The more I think about the report out of Miami, the more I think we've seen the last of Alex Rodriguez in a major league uniform. It's a sad ending to a great career, but a career that will remain forever tarnished, a career that now will be remembered as much for admitted PED use and alleged PED use as it will be for the 647 home runs and three Most Valuable Player Awards.
Like Barry Bonds, like Roger Clemens, Rodriguez will have no one to blame but himself.
Back in A-Rod's early days with the Mariners, backup catcher John Marzano used to wear an Alex Rodriguez T-shirt, one of those goofy caricature shirts that were popular back then. It was Marzano's way of poking fun at Rodriguez, at a kid who was obviously a once-in-a-lifetime type of talent -- and knew it. Veterans appreciated the kid's ability, but in baseball a kid still has to earn his teammates' respect, no matter the numbers he puts up.

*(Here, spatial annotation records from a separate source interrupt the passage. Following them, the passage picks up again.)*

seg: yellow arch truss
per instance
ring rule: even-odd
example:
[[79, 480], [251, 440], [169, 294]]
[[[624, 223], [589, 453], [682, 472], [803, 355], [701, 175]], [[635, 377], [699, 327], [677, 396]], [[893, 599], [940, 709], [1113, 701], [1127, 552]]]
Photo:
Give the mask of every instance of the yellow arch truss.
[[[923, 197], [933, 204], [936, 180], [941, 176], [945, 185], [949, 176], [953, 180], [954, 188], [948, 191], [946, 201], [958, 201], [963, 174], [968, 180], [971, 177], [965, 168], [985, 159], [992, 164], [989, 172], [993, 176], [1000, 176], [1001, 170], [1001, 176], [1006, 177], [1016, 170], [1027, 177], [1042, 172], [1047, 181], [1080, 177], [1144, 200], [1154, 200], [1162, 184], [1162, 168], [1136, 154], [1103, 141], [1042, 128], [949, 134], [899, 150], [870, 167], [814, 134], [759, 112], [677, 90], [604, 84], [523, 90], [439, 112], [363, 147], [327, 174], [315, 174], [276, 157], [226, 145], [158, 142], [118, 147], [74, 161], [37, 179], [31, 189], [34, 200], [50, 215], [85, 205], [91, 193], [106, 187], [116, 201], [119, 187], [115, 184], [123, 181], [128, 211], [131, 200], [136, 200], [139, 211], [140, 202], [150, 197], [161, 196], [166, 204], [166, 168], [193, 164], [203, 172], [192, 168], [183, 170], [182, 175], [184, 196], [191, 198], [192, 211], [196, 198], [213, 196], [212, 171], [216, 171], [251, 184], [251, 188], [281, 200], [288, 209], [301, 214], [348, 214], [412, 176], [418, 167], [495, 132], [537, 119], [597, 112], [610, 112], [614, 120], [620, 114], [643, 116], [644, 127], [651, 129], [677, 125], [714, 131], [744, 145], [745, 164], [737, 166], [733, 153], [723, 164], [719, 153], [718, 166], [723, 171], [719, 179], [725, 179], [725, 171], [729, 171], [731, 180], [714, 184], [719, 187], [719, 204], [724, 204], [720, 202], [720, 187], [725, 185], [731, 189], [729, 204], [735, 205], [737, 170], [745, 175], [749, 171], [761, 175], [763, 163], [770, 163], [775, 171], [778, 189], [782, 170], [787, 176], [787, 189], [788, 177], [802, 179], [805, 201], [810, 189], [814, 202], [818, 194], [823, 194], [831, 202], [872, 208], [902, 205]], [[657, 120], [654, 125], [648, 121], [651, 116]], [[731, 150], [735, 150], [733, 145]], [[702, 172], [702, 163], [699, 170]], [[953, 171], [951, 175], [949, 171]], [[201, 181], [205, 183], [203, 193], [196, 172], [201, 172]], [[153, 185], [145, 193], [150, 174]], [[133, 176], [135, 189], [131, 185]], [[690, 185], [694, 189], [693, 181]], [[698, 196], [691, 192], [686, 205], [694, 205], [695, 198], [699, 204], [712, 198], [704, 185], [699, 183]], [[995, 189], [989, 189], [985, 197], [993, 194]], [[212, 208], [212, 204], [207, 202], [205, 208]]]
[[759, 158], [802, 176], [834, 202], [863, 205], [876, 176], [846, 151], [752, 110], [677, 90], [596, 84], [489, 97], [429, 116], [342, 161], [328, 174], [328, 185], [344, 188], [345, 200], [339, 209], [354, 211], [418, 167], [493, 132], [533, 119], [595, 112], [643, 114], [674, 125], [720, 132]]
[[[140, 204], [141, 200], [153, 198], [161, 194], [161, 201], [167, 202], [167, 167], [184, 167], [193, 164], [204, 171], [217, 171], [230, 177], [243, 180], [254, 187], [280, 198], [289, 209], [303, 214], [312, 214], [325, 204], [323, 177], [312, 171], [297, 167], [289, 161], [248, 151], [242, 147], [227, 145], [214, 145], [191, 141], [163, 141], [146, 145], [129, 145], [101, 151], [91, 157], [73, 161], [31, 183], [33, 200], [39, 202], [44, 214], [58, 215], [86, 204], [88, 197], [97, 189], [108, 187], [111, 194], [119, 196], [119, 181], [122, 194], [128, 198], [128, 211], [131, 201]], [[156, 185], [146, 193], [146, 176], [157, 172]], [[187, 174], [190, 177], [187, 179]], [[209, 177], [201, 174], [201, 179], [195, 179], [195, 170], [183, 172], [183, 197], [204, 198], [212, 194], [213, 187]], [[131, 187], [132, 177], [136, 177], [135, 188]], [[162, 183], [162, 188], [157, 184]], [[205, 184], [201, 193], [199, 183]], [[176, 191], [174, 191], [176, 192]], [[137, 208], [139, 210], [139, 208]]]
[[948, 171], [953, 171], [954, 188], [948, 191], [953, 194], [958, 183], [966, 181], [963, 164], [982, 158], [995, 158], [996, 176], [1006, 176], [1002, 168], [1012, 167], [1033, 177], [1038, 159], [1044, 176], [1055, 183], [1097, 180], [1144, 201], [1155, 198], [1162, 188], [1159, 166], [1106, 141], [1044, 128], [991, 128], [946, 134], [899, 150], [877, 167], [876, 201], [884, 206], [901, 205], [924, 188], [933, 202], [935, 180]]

But the numbers weren't enough for Rodriguez. He chased even bigger numbers, leaving the cold, damp air of Seattle for the hitting paradise in Texas. He chased the dollars and then even bigger dollars. He chased drugs to enhance his performance, but, hey, everyone was doing it, and to his credit he later owned up to it. Now it appears he continued using PEDs, even after saying he had stopped. Maybe he just wanted to stay healthy; maybe he wanted to chase the biggest number of all: Barry Bonds' all-time home run record.
He never understood the kicker to all of this, however: We long ago stopped caring if he broke the record or not. He lost the admiration of most baseball fans years ago. Maybe it's not fair to paint that picture. He's not hated in the same sense of Bonds and Clemens. More than anything, he's ridiculed for the various misdemeanors through the years: Slapping Bronson Arroyo's glove, the popcorn incident, the shirtless photographs, the girlfriends. You know the list of transgressions.
And now? Now he's a broken-down old ballplayer with a bad hip, a slow bat and perhaps a new PED stain. He's Willie Mays stumbling in the outfield, Mickey Mantle limping to first base. Who wants to deal with that? Who knows if he can even play again this season following his January surgery. After that? If you're the Yankees, why bother? Sure, they can try and void the remaining years on his contract -- almost $100 million will still be left after 2013 -- but if they can't do that, they should just take option B: Take the insurance money and give Rodriguez his release. They can afford to eat the millions.
What other team would want him? Is he worth the risk that he can stay healthy and produce? When he was on the field last year for the 122 games he played in the regular season, Rodriguez was still reasonably productive, hitting .272/.353/.430. OK numbers. Not Alex Rodriguez numbers. Not worth-the-headache numbers, especially in New York and its inherent media circus. It was his fifth straight year of decline, however, and there's no reason not to expect a sixth or a seventh or an eighth. If I'm the general manager of another team, I stay away.
He's 37 years old and a rich man. The numbers read .300 career average, fifth on the all-time home run list, seventh in RBIs, 10th in runs scored and ninth in total bases.
He was a fantastic player and I suppose we shouldn't forget that.
But he should have learned to laugh at John Marzano's T-shirt.